The Homogeneity is assumption for both‘t’ and ‘f’ test which has population variances and samples are equal.
The homogeneity is also called as the “homoskedasticity”and referred as variance of Y and x values.
This will check the homogeneity of variance that is equal and future parameters are suited.
Nowadays we test many things and find the fastest route also the quick way to finish our work.
This is called the hypothesis and the testing idea is one that will work behind and called as hypothesis testing.
It is the thing that data scientist which has the new ideas.
Determining correlation understands the relationship between two or more variables as data analysis or statistical analysis.
The commonly used correlation is Pearson and spearman correlation.
The commonly used in correction measures is spearman correlation.

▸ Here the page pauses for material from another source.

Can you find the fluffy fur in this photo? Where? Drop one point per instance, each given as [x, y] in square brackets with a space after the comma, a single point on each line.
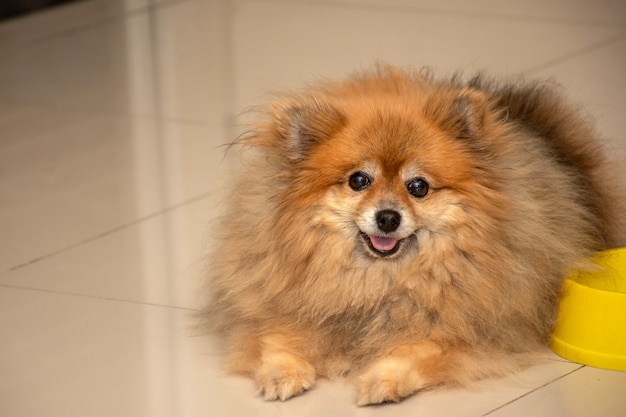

We will both Pearson and spearman correlation coefficient. The spearman and Pearson is also used in python by pandas, scikit, learn and the numpy.
Compute between gdppercap and life values from multiple countries overtime.
Example:-
import pandas as np
import matplotlib.pyploy as plt
import seaborn as sns
%matplotlib inline
After loading the gapminder as follows,
gapminder=pd.read_csv (data_url)
gapminder=gapminder [[‘gdpPercap’,’LifeExp’]]
The corr() function will be used with pandas and see that gdppercap and lifeExp is correlated and increases the life.
Example:-
gapminder.gdpPercap.corr(gapminder.lifeExp, method=”pearson”)
Output:-
0.58
We use it to compute the Pearson coefficient and the function will take multiple variables as 2D numpy and return matrix.
Example:-
np.corrcoef (gapminder.gdppercap, gapminder.lifeExp)
array ([[1. , 0.58], [0.58370422, 1. ]])
from scipy import stats
gdpPercap=gapminder.gdpPercapvalues
life_exp=gapminder.lifeExp.values
This will state the function as pearsonr () and take two numpy arrays and return the tuple.
stats.pearsonr (gdpPercap, life_exp)
(0.5)
The corr() function is used to compute with the pandas as ,
gapminder.gdpPercap.corr (gapminder.lifeExp, method=”spearman”)
Output is 0.8
The numpy have specific function for computing correlation. The spearman correlation has rank values of the variable.
The compute rank of two variables is used with person correlation function available in numpy.
gapminder[“gdpPercap_r”] =gapminder.gdpPercap.rank()
gapminder [“lifeExp_r”] =gapminder.lifeExp.rank()
gapminder.head ()
Next using the numpycorrcoef () function
np.corrcoef (gapminder.gdpPercap_r, gapminder.lifeExp_r)
array ([1. , 0.82], [0.82])
The spearman correlation using the function as spearmanr () and get result as follows:-
stats.spearmanr (gdpPercap, life_exp)
The comparison between the Pearson and spearman is gdppercap and lifeExp computed by them.
The pearson correlation will assume the data which is normally distributed and spearman does not make any assumption on distribution data.
The chi-squared test is test that will assume frequencies for categorical variable and expected frequencies for variable.
The chi-squared test is present if relationship is present between the variables.
Also data is displayed in the tabular form and row is then represented for variable.
The chi-square is test that will test data as a whole means one not able to tell the levels and table is 2*2.
In machine learning input features are relevant to be predicted and the problem arises.
The statistical test is used to determine the output and use statistical tests to determine output variable.
The chi-squared hypothesis is a good example of test for independence.
The chi-square test is called as the statistical hypothesis test and the ‘chi-squared test’.
The test is constructed from the squared errors and follows the chi-squared distribution.
This has the asymptotically true means has sampling distribution that make chi squared close.